Évidemment, il est facile de dire, en ne regardant que les statistiques, que Marc-André Thinel aurait pu s’établir comme un bon joueur dans la LNH. Après tout, il a souvent récolté plus de points, au niveau junior, que des joueurs ayant ensuite eu une longue carrière dans la LNH. 

Malgré l’immense succès qu’il a connu en France, a-t-il des regrets?

«J’ai toujours pensé que j’aurais pu jouer dans la LNH. J’ai été rancunier envers Montréal pendant deux ou trois ans.

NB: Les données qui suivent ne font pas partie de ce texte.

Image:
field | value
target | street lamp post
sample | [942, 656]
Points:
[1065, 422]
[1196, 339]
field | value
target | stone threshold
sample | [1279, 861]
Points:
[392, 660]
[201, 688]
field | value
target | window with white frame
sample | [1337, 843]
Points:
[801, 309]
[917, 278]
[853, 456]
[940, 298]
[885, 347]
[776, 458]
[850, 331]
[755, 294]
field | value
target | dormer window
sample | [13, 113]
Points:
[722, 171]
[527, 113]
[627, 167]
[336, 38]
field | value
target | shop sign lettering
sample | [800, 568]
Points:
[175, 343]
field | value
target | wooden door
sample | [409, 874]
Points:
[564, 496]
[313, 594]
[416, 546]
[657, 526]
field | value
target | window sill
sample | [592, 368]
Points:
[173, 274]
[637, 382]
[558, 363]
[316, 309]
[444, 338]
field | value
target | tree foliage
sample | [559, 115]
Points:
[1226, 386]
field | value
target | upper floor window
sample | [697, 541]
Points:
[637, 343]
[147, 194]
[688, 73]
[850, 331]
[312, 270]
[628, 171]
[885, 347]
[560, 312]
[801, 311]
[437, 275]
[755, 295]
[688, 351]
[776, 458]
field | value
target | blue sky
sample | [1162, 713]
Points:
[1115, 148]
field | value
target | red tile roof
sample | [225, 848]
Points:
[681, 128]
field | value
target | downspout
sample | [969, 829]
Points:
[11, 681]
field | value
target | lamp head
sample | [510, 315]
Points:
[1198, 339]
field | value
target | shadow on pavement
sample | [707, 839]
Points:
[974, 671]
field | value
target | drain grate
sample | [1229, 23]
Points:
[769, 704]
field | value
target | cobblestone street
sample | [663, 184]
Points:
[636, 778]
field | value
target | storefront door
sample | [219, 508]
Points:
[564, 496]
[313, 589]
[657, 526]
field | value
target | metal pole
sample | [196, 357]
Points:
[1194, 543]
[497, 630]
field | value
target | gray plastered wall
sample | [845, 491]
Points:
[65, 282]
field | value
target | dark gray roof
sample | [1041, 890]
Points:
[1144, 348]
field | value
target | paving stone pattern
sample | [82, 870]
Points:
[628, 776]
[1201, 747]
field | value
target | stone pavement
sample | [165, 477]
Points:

Après, j’ai grandi un peu et ça s’est calmé. Mais encore aujourd’hui, je peux te dire que je voyais, à l’époque, certains joueurs faire leur place dans la grosse ligue, et je m’estimais meilleurs qu’eux.       

«Avec du recul, toutefois, je réalise qu’il y a énormément de bons joueurs et qu’il n’y a pas de place pour tout le monde dans la LNH. Tu dois être à la bonne place au bon moment. Je n’ai peut-être pas été assez patient. Mais je n’étais pas heureux dans la Ligue américaine. 

«Là-bas, ton voisin de casier peut, quand tu as le dos tourné, essayer de te faire ombrage pour obtenir une chance. Moi, je voulais qu’on me donne une chance, mais je ne voulais pas non plus qu’il arrive malheur à l’un de mes coéquipiers. 

«Parfois, dès que tu faisais une erreur, les gars se mettaient à chialer pour que le coach entende et décide de te défavoriser. Je n’avais pas cette fibre-là en moi. C’était un peu malsain. Oui, j’ai des regrets et je ressens un peu d’amertume, mais en bout de ligne, je suis heureux de mon parcours en France. J’ai une famille et nous sommes comblés. C’est l’important, à ce stade-ci.» 

Difficile de le contredire là-dessus!